CHAPTER IV. NATURAL SELECTION; OR THE SURVIVAL OF THE FITTEST.
1. NATURAL SELECTION (continued)
In order that any great amount of modification should be effected in a
species, a variety, when once formed must again, perhaps after a long
interval of time, vary or present individual differences of the same
favourable nature as before; and these must again be preserved, and so
onward, step by step. Seeing that individual differences of the same kind
perpetually recur, this can hardly be considered as an unwarrantable
assumption. But whether it is true, we can judge only by seeing how far
the hypothesis accords with and explains the general phenomena of nature.
On the other hand, the ordinary belief that the amount of possible
variation is a strictly limited quantity, is likewise a simple assumption.
Although natural selection can act only through and for the good of each
being, yet characters and structures, which we are apt to consider as of
very trifling importance, may thus be acted on. When we see leaf-eating
insects green, and bark-feeders mottled-grey; the alpine ptarmigan white in
winter, the red-grouse the colour of heather, we must believe that these
tints are of service to these birds and insects in preserving them from
danger. Grouse, if not destroyed at some period of their lives, would
increase in countless numbers; they are known to suffer largely from birds
of prey; and hawks are guided by eyesight to their prey,--so much so that
on parts of the continent persons are warned not to keep white pigeons, as
being the most liable to destruction. Hence natural selection might be
effective in giving the proper colour to each kind of grouse, and in
keeping that colour, when once acquired, true and constant. Nor ought we
to think that the occasional destruction of an animal of any particular
colour would produce little effect; we should remember how essential it is
in a flock of white sheep to destroy a lamb with the faintest trace of
black. We have seen how the colour of hogs, which feed on the "paint-root"
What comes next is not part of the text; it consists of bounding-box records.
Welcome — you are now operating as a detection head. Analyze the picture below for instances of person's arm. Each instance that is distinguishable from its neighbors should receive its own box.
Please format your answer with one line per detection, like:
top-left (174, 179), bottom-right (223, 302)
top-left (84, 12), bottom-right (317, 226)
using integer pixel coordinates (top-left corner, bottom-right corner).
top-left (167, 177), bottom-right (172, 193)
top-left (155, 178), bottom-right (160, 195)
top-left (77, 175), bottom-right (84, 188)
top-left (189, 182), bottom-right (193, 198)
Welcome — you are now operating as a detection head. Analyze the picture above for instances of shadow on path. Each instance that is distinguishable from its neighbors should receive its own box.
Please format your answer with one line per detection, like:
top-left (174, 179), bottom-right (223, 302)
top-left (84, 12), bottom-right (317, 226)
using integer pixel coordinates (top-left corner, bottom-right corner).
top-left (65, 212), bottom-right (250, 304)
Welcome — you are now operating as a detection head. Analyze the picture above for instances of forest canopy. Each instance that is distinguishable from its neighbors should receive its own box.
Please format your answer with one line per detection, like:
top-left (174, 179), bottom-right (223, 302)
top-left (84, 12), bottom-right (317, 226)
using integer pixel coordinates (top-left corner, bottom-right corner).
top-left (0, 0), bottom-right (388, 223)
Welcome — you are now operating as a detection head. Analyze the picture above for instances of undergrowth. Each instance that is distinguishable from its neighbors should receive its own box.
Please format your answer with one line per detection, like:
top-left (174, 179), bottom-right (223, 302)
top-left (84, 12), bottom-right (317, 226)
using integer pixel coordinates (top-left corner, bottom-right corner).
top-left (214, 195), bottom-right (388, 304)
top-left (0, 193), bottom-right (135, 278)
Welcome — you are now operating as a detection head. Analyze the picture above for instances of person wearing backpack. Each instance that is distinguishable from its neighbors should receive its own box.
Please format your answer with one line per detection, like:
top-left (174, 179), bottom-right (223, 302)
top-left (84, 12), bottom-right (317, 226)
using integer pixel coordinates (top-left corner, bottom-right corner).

in Virginia, determines whether they shall live or die. In plants, the
down on the fruit and the colour of the flesh are considered by botanists
as characters of the most trifling importance; yet we hear from an
excellent horticulturist, Downing, that in the United States smooth-skinned
fruits suffer far more from a beetle, a Curculio, than those with down;
that purple plums suffer far more from a certain disease than yellow plums;
whereas another disease attacks yellow-fleshed peaches far more than those
with other coloured flesh. If, with all the aids of art, these slight
differences make a great difference in cultivating the several varieties,
assuredly, in a state of nature, where the trees would have to struggle
with other trees and with a host of enemies, such differences would
effectually settle which variety, whether a smooth or downy, a yellow or a
purple-fleshed fruit, should succeed.